Having been stranded underground for more than a year, the damaged 57.5ft (17.52m) diameter Hitachi Zosen EPB machine began mining through the 20ft (6m) unreinforced concrete wall of the access pit on Tuesday night.
As a precaution, Seattle Tunnel Partners (STP) – the project’s design-build contractor – operated Bertha at a conservative 1 foot (0.3m) per hour, one-sixth its normal design speed, to maximize the machine’s ability to mine through the concrete while operating with a damaged bearing seal system.
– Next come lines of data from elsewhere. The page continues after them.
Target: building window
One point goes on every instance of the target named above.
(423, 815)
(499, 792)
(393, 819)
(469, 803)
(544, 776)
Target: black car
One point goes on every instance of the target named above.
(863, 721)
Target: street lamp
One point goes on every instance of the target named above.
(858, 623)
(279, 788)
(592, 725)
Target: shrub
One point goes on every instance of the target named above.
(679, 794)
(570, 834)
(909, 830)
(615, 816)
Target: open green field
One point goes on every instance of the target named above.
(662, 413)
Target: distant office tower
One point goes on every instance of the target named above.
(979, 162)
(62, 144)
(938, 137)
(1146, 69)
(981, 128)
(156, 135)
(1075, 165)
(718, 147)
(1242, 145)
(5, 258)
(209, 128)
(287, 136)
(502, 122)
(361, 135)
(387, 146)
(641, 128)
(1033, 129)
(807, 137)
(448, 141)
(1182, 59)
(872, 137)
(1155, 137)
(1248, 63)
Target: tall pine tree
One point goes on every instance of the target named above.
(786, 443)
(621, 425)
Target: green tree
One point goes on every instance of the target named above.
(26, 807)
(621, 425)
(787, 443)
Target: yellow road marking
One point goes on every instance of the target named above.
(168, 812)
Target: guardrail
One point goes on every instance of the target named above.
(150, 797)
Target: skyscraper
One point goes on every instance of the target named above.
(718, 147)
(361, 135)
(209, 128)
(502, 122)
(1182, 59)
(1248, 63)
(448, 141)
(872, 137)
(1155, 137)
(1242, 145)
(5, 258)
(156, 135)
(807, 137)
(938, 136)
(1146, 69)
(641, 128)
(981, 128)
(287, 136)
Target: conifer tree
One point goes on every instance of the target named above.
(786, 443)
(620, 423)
STP had anticipated that the machine could overheat, as it has done during recent attempts at mining. However, temperatures this week reached only 86 degrees (30°C) at the bearing, far below the 140-degree (60°C) limit Hitachi set for the operation.
The machine will continue to move forward, stopping to build rings on its way into the shaft, until the front end of the machine is fully exposed. Based on the current pace, with crews working two 10-hour shifts per day, the world’s largest TBM should reach the center of the pit within a couple of days, allowing for the front end to be dismantled and the cutterhead and drive unit to be hoisted to the surface for repairs. A bespoke Mammoet modular lift tower will conduct the 4 million-pound (1,815 ton) lift.
Hitachi is paying for the machine repairs under warranty. For now, STP partners also are paying for the excavation of the pit, and the crane to lift the machine.
The state has denied $125 million STP requested to cover repair and delay costs, and STP this winter filed $22 million more in change-order requests related to pit excavation and groundwater pumping.